One of the most sensible suggestions I’ve heard about telepathy is that the human race probably evolved out of it. It was necessary for us to lose the power of telepathy in order to become individuals. If we could tap into the Racial Mind all the time, think of the trouble if the guy next door had a headache.
“Brainstorm” considers problems like that. It begins with the invention of an amazing machine that gives you the impression you are actually having somebody else’s experience. Plug into it, and you hear, see, feel, touch and smell whatever’s been programmed. What’s more, it’s telepathic; it can take those sensations out of one mind and channel them into another.
The applications are endless.

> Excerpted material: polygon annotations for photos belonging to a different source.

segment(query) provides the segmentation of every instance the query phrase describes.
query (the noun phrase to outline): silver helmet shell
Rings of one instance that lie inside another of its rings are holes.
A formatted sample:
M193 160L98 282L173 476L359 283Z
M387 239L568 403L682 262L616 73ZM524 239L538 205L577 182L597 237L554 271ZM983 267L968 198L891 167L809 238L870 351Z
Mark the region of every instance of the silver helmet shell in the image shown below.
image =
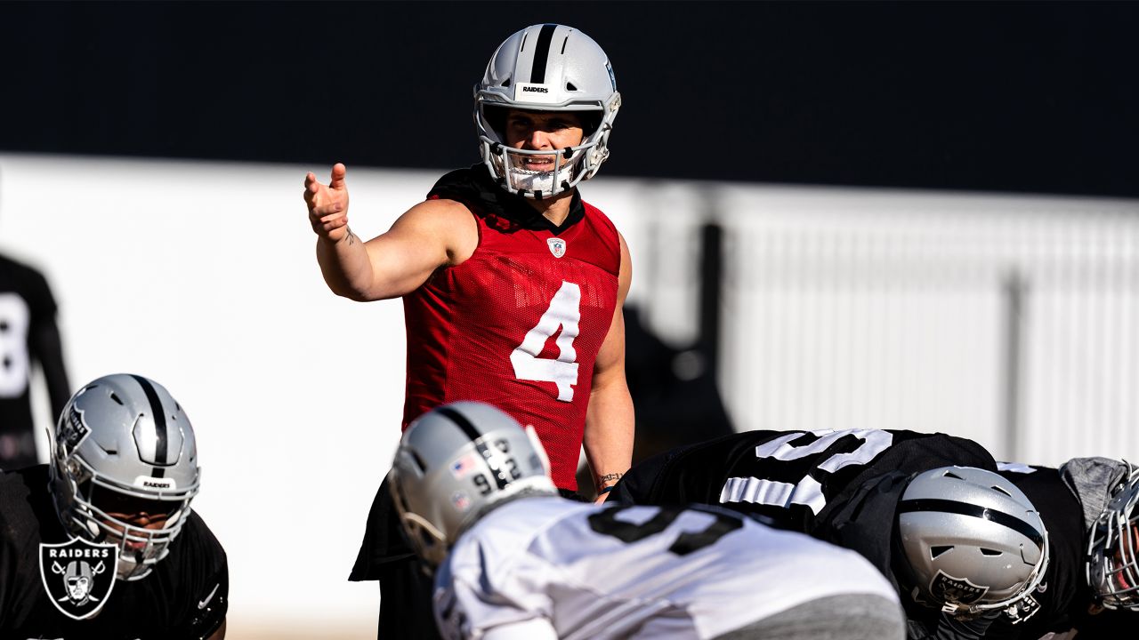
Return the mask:
M582 142L556 150L507 147L491 113L505 108L577 112L587 121ZM565 25L527 26L499 46L475 85L475 126L483 163L511 194L541 199L572 190L596 175L609 156L609 132L620 108L613 67L597 42ZM550 155L555 156L554 171L522 166L526 156Z
M1139 468L1113 490L1088 541L1084 571L1099 604L1108 609L1139 610Z
M190 515L200 481L194 428L162 385L129 374L105 376L64 407L50 474L67 531L117 544L117 577L139 580L166 557ZM104 510L124 497L154 501L167 516L164 526L134 526Z
M1016 618L1015 606L1048 566L1040 514L1016 485L984 469L941 467L915 476L898 503L898 532L907 586L954 616L1007 609Z
M408 541L437 566L466 527L503 500L556 494L546 450L500 409L437 407L408 426L390 485Z

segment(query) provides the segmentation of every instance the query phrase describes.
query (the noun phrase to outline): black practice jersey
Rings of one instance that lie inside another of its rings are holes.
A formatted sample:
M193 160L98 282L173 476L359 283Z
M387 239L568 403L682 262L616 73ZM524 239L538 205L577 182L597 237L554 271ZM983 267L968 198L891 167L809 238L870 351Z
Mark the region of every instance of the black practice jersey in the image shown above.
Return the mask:
M28 381L42 364L52 411L71 389L63 370L56 301L39 271L0 256L0 468L36 463Z
M5 640L208 638L226 620L229 569L226 552L191 514L170 553L133 582L116 581L99 613L74 620L51 601L40 567L40 543L69 540L48 492L48 467L0 473L0 638ZM98 576L113 577L114 567Z
M1077 631L1079 640L1133 637L1139 614L1091 613L1095 600L1084 572L1088 528L1083 507L1062 478L1059 469L1009 465L1002 466L1000 474L1029 497L1048 530L1048 568L1044 580L1031 596L1040 609L1016 625L1018 637L1035 640L1049 632L1062 633L1072 629ZM994 623L994 634L998 626L1006 625L1006 621Z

In one demonstration, the wearer believes he is being chased down a mountain road by a runaway truck, and then his car misses a curve and goes sailing through the air. There also are the usual stunts like putting you in the front seat of a roller coaster. But then there’s a complication. One of the scientists who developed the gadget inadvertently records her own death. And when her colleagues play back her recording, they have the death experience, too.

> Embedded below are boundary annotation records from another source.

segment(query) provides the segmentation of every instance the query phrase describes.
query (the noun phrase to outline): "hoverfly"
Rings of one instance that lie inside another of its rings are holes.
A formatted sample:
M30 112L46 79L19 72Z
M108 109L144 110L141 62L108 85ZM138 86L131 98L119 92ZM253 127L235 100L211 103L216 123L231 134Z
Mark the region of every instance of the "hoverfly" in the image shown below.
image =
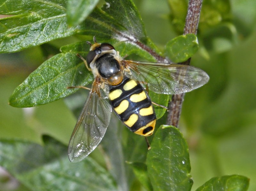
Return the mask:
M69 141L72 162L81 160L97 146L112 110L132 132L145 137L152 134L156 118L146 88L178 94L199 87L209 79L205 72L190 66L126 60L111 44L98 43L95 37L93 41L87 42L91 48L86 60L78 55L95 79Z

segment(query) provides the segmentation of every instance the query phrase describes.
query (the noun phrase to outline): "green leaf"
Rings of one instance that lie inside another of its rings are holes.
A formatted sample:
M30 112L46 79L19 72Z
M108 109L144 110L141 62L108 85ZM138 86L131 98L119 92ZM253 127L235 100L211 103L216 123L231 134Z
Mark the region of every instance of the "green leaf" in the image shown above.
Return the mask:
M53 40L71 36L66 1L0 1L0 12L15 16L0 19L0 52L18 51Z
M188 2L186 0L168 0L171 11L170 19L174 29L179 34L184 31L186 15L188 9Z
M79 51L88 52L89 48L84 43L63 47L63 53L44 62L16 88L9 99L10 105L24 107L45 104L77 90L67 89L68 87L84 86L92 81L91 73L76 55Z
M245 191L248 189L249 180L245 176L236 174L215 177L205 182L196 191Z
M134 162L131 163L135 175L147 190L153 190L153 187L148 174L147 165L145 163Z
M182 62L194 55L198 49L196 36L194 34L181 35L169 41L164 53L173 62Z
M148 40L138 10L129 0L108 1L102 10L96 7L84 22L71 27L67 24L66 1L30 4L28 0L11 0L6 3L15 8L10 10L2 1L0 12L17 15L0 19L0 52L18 51L76 34L95 36L100 41L114 37L134 46L138 39L146 43Z
M0 165L32 190L116 190L109 174L90 157L71 163L66 146L46 137L45 145L0 141Z
M159 105L167 107L169 102L169 95L156 93L149 91L149 96L152 101ZM156 119L158 119L164 115L166 112L166 109L158 106L153 104L155 109L155 112L156 116Z
M173 126L160 126L151 146L147 164L154 190L190 190L188 148L181 133Z
M68 23L76 26L83 22L92 11L99 0L69 0L67 5Z
M129 38L131 35L145 41L146 37L144 26L139 11L132 1L126 0L117 2L107 0L106 2L107 3L104 5L102 10L118 21L128 31L125 33L126 34L122 35Z

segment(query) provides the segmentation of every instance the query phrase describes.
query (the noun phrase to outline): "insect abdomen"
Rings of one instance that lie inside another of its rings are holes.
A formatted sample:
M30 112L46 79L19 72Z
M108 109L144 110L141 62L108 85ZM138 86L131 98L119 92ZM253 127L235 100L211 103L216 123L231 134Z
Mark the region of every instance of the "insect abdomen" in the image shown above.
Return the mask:
M109 86L109 98L116 114L133 132L143 136L154 131L156 118L147 92L140 84L127 77Z

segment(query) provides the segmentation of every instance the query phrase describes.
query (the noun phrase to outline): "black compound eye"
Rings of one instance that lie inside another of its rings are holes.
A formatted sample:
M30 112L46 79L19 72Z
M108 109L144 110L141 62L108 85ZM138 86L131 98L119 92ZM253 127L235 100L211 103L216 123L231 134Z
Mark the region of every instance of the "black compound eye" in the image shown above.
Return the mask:
M115 50L114 47L110 44L108 43L102 43L100 45L100 48L102 51L109 50Z
M87 64L90 64L96 56L96 53L94 50L90 51L87 55L87 56L86 57L86 61L87 62Z

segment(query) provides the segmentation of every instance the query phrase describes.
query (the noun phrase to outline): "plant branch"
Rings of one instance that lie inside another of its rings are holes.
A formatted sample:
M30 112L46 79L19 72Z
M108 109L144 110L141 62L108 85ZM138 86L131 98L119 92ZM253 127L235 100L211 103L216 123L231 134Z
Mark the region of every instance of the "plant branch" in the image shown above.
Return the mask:
M189 33L196 34L202 1L202 0L189 0L184 28L184 34ZM191 58L180 63L189 65L190 59ZM167 124L178 127L185 95L183 93L172 96L172 101L169 103Z

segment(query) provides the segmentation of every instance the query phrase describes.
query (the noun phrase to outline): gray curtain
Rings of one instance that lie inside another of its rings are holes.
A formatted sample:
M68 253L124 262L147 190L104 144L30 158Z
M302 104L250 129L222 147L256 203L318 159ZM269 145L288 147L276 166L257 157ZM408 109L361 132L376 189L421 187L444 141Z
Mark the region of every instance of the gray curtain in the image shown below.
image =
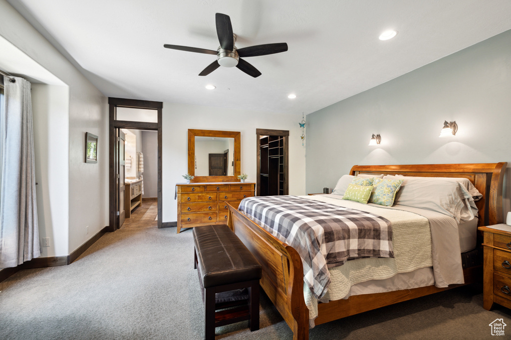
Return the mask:
M30 83L14 79L0 115L0 269L40 256Z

This is a good idea for a movie. Unfortunately, in “Brainstorm” it remains basically an idea. The characters take such a secondary importance to the gadget that we never feel much for them. Ironic, that the movie doesn’t give us their sights, smells, tastes, etc. The cast is populated with actors whose full abilities aren’t used. We particularly notice that in the case of Natalie Wood, who died while making this movie, and who is good to see once again, but who isn’t given even one big, challenging, deep scene; she’s just part of the plot machinery.

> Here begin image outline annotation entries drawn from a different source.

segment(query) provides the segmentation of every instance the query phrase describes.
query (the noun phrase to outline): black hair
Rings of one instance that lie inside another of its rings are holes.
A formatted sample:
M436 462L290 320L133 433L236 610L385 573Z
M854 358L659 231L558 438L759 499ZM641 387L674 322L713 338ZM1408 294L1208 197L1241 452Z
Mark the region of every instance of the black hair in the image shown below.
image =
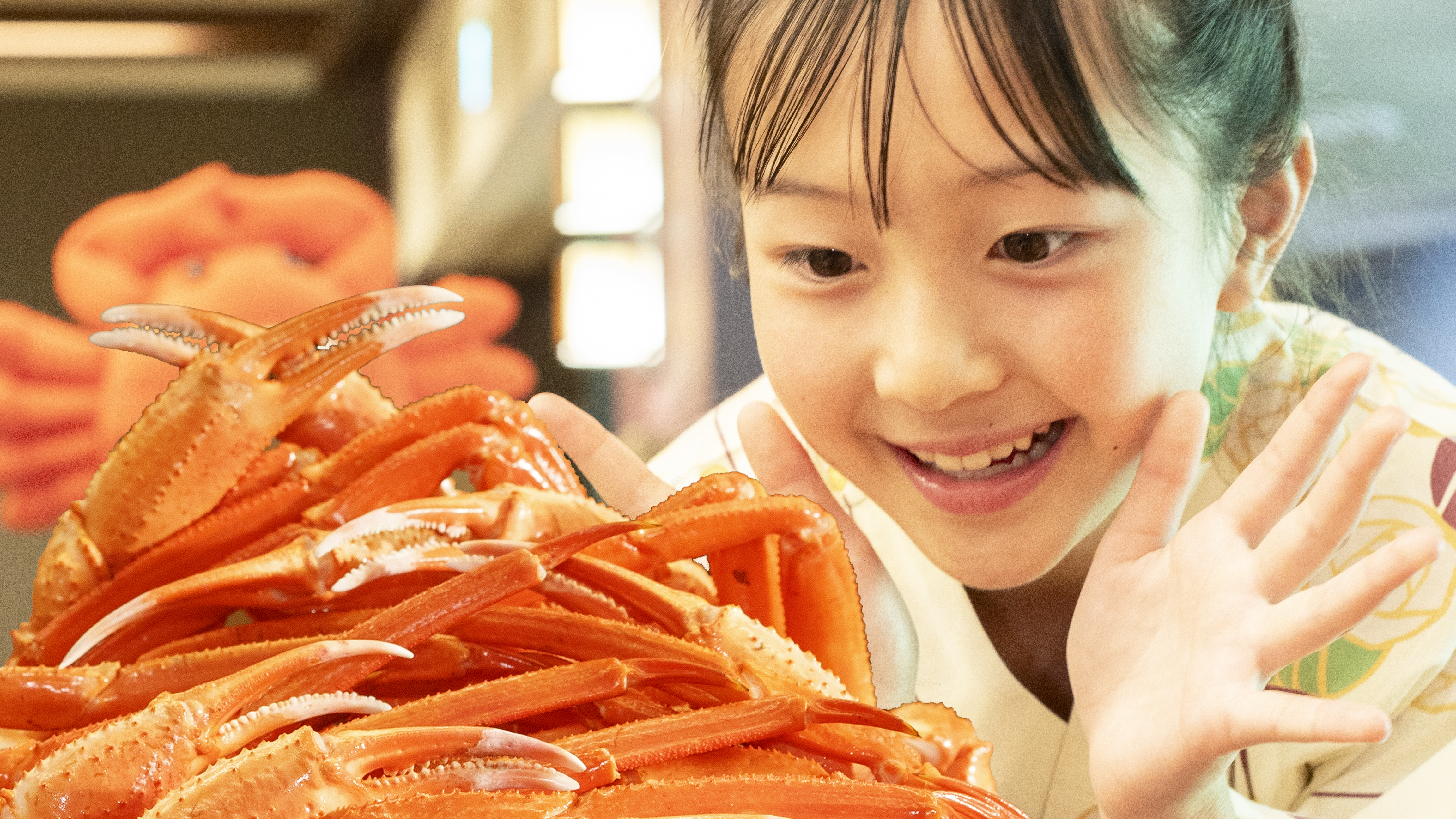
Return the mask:
M1206 208L1278 172L1303 119L1300 38L1289 0L919 0L939 3L961 68L1002 140L1045 179L1142 195L1093 103L1105 89L1150 138L1176 134L1192 150ZM700 149L705 171L729 171L732 195L773 184L830 92L859 83L865 181L875 223L888 224L887 168L895 85L911 0L699 0L705 57ZM782 16L770 19L770 10ZM757 60L743 39L764 32ZM1093 45L1096 42L1096 45ZM981 76L971 54L986 60ZM1085 74L1086 68L1092 77ZM745 89L728 119L729 68ZM907 74L911 83L914 77ZM878 85L877 85L878 83ZM871 111L872 98L881 99ZM1018 146L992 111L1005 99ZM1171 141L1169 141L1171 144ZM1172 150L1172 149L1169 149ZM719 187L727 187L721 179ZM719 191L727 192L727 191ZM734 207L731 213L737 213ZM737 236L741 254L741 233Z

Louise Fletcher is also misused. She plays a chain-smoking scientist. Period. She smokes all of the time. She lights a cigarette every time the camera looks at her. Half of this mannerism would have been sufficient; it becomes a joke instead of a trait. Cliff Robertson and Christopher Walken, as the head of the computer company and his brilliant scientist, also are trapped in roles rather than characters.
But the technical effects are intriguing. Douglas Trumbull, the director, is Hollywood’s legendary special effects ace (“2001: A Space Odyssey,” “Silent Running,” “Close Encounters of the Third Kind“), and he does a wonderful job of making the telepathic experiences visually exciting. He cuts back and forth between wide screen and regular format, between ordinary sound and stereo, between standard lenses and astonishing visual effects. Great, except the people get overlooked.